Окна в спальне были распахнуты настежь. Горбовский лежал на спине, укрытый до подмышек клечатым пледом, и казался он невообразимо длинным, тощим и до слез жалким. Щеки у него ввалились, знаменитый туфлеобразный нос закостенел, запавшие глаза были печальны и тусклы. Они словно не хотели больше смотреть, но смотреть было надо, вот они и смотрели.
— А-а, Максик… — Проговорил Горбовский, увидев меня. — Ты все такой же… Красавец… Рад тебя видеть, рад…
Это была неправда. Не был он рад видеть Максика. И ничему он не был рад. Наверное ему казалось, что он приветливо улыбается, на самом же деле лицо его изображало гримасу тоскливой любезности. Чувствовалось в нем бесконечное и снисходительное терпение. Словно бы думал сейчас Леонид Андреевич: Вот и еще кто-то пришел… Ну что ж, это не может быть очень надолго… И они уйдут, как уходили все до них, а мне оставят мой покой…
— А это кто? — С явным усилием превозмогая апатию, полюбопытствовал Горбовский.
— Это Тойво Глумов, — сказал Комов. — Комконовец, инспектор. Я говорил вам…
— Да-да-да… — Вяло сказал Горбовский. — Помню. Говорили. «Визит старой дамы»… Садитесь, Тойво, садитесь, мой мальчик… Я слушаю вас…
Тойво сел и вопросительно посмотрел на меня.
— Изложи свою точку зрения, — сказал я, — и обоснуй.
Тойво начал:
— Я сейчас сформулирую некую теорему. Формулировка эта принадлежит не мне. Доктор Бромберг сформулировал ее пять лет назад.
Так вот, теорема. В начале восьмидесятых годов некая свехцивилизация, которую мы для краткости назовем странниками, начала активную прогрессорскую деятельность на нашей планете. Одной из целей этой деятельности является отбор. Путем разнообразных приемов странники отбирают из массы человечества тех индивидов, которые по известным странникам признакам пригодны для… Например, пригодны для контакта. Или для дальнейшего видового совершенствования. Или даже для превращения в странников. Наверняка, у странников есть и другие цели, о которых мы не догадываемся, но то, что они занимаются у нас отбором, отсортировкой, — это мне теперь совершенно очевидно, и я это попытаюсь сейчас доказать. Тойво замолчал. Комов пристально глядел на него. Горбовский словно бы спал, но пальцы его, скрещенные на груди, то и дело приходили в движение, вычерчивая в воздухе замысловатые узоры.
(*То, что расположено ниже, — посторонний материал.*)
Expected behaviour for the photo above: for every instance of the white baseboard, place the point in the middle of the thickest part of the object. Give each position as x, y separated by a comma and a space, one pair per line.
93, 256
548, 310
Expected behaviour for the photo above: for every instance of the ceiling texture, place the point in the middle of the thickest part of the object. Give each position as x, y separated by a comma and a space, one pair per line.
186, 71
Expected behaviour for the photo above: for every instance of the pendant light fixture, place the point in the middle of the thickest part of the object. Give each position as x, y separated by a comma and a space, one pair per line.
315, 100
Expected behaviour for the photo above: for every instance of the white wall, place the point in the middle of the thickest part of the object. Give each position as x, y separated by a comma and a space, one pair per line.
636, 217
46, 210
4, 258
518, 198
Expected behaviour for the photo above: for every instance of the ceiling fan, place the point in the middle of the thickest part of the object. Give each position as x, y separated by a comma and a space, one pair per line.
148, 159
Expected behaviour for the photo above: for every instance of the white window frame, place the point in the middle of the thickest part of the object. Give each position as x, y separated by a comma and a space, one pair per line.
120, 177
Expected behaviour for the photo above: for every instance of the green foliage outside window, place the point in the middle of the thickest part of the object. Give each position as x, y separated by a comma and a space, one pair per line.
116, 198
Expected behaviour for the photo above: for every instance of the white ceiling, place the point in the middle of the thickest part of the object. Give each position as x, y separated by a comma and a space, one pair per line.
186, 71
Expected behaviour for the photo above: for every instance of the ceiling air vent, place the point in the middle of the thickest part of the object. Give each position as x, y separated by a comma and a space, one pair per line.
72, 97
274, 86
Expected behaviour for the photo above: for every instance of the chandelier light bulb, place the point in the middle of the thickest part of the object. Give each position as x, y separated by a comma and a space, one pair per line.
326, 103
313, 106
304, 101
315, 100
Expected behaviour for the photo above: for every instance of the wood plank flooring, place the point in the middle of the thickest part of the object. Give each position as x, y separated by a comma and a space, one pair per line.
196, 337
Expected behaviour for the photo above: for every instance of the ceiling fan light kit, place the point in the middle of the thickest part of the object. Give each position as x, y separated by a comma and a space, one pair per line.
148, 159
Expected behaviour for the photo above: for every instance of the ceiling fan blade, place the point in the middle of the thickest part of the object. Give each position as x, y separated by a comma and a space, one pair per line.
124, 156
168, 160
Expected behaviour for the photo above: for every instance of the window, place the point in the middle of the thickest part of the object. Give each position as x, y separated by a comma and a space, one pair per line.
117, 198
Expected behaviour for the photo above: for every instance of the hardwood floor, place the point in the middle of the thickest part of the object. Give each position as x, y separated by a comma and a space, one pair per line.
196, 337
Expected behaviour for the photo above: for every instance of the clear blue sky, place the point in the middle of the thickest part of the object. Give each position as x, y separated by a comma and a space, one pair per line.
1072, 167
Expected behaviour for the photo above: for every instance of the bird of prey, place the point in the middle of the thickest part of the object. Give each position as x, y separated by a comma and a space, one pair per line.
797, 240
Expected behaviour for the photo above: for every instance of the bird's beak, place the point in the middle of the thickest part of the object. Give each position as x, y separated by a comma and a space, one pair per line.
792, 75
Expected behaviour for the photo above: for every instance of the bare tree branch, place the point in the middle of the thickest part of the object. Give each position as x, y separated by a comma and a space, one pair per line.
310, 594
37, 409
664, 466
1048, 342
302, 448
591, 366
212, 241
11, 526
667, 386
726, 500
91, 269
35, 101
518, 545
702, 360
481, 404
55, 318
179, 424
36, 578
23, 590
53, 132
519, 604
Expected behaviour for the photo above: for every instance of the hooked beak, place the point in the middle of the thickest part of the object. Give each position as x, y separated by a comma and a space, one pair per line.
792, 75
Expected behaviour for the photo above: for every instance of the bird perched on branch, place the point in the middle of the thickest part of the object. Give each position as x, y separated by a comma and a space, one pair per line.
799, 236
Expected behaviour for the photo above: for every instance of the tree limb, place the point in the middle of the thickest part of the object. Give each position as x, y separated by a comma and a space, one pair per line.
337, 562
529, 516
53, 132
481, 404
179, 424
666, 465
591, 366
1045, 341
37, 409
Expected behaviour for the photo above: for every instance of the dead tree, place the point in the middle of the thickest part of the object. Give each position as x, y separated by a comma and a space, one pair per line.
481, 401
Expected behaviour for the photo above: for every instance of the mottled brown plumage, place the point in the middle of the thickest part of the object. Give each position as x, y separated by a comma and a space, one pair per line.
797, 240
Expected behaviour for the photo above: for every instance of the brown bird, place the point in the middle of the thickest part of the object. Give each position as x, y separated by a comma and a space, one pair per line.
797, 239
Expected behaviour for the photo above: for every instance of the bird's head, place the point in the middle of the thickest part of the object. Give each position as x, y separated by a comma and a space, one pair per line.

— Продолжайте, мой мальчик, — проговорил Горбовский. Тойво стал продолжать. Он рассказал о «Синдроме пингвина»: с помощью некоего «решета», воздвигнутого ими в секторе 41/02, странники, по-видимому, отбраковывали людей, страдающей скрытой космофобией, и выделяли скрытых космофилов. Он рассказал о событиях в Малой Пеше: там с помощью явно внеземной биотехники странники поставили эксперимент по отбраковыванию ксенофобов и выделению ксенофилов. Он рассказал о борьбе за «поправку».
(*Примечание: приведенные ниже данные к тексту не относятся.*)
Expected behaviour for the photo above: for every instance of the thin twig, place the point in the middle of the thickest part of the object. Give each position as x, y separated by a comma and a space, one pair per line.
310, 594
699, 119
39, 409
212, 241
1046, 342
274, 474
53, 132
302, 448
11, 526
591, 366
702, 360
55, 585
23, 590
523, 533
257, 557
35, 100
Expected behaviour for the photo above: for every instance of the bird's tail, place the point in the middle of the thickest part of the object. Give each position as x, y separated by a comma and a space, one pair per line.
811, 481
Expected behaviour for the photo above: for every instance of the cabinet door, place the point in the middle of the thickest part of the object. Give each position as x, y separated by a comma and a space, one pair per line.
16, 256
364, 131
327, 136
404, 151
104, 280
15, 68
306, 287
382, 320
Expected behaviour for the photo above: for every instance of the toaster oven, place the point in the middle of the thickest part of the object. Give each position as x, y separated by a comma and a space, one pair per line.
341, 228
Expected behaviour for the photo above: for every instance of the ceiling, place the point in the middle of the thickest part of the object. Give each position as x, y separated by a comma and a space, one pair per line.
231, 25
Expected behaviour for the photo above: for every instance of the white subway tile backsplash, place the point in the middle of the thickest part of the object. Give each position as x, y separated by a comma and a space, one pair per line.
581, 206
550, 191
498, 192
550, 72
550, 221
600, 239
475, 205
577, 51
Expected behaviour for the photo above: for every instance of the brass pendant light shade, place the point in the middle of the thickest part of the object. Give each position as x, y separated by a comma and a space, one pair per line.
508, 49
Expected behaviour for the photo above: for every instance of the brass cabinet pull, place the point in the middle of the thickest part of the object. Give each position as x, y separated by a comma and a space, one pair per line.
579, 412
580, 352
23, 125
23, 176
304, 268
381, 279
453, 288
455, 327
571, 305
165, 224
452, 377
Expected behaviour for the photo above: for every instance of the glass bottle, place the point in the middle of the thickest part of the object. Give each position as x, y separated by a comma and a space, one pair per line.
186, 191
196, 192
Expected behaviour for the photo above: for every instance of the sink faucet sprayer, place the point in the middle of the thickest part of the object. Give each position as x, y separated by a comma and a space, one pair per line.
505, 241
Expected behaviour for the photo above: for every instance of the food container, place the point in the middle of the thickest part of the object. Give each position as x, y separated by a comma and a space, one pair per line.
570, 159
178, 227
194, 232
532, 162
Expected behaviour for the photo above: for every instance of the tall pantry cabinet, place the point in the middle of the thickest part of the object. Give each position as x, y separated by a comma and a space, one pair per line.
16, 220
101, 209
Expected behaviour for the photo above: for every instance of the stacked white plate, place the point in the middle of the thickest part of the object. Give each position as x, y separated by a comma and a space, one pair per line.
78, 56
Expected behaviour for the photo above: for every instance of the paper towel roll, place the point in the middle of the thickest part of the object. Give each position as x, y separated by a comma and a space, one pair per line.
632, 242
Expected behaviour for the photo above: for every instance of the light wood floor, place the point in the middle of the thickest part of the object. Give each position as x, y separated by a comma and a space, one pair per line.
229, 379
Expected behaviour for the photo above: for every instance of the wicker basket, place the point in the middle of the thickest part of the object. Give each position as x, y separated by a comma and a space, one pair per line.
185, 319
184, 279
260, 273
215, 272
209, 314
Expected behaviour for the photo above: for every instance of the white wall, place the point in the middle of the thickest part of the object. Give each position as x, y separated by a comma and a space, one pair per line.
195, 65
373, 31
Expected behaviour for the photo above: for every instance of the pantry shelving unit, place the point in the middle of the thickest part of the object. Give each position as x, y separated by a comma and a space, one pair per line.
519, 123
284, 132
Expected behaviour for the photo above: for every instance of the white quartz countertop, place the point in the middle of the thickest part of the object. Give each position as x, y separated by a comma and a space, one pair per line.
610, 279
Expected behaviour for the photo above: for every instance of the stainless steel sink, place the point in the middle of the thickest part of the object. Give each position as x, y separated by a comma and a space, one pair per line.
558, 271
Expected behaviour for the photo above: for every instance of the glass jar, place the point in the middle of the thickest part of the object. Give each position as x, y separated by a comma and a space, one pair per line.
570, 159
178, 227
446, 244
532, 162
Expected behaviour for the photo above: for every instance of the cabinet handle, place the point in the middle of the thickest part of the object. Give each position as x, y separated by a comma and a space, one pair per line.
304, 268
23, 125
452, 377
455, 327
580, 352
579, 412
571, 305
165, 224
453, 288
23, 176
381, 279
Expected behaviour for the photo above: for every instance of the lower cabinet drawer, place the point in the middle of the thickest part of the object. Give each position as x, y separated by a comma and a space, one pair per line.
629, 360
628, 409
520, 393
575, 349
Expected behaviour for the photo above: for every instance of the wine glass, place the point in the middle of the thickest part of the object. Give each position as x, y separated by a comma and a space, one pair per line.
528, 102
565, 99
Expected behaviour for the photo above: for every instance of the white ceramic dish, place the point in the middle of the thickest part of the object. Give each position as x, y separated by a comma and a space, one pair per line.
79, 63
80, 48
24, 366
Он рассказал о борьбе за «поправку». Видимо, фукамизация либо мешала работе странников по отбору, либо грозила погасить в грядущих поколениях людей необходимые странникам качества, и они каким-то образом организовали и успешно провели компанию по отмене обязательности этой процедуры. За годы и годы число «отсортированных» (будем называть их так) все возрастало, это не могло остаться незамеченным, мы не могли не заметить этих «отсортированных» и мы их заметили. Исчезновения восьмидесятых годов… Внезапные превращения обычных людей в гениев… Только что обнаруженные Сандро Мтбевари люди с фантастическими способностями… И, наконец, так называемый институт Чудаков в Харькове, несомненный центр активности странников по выявлению кандидатов в «отсортированные»…
— Они даже не очень скрываются, — говорил Тойво. — По-видимому, они чувствуют себя сейчас настолько сильными, что уже не боятся быть обнаруженными. Возможно, они считают, будто мы уже не в состоянии что-либо изменить. Не знаю… Собственно, я кончил. Я хочу только добавить, что в поле нашего зрения, конечно же, попала только ничтожная доля всего спектра их активности. Это надо иметь в виду. И я считаю себя обязанным в заключение помянуть добрым словом доктора Бромберга, который еще пять лет назад, не имея, по сути, никакой позитивной информации, сделал подобный вывод, учтя и возникновение массовых фобий, и внезапное появление у людей талантов, и даже иррегулярности в поведении животных, например китов.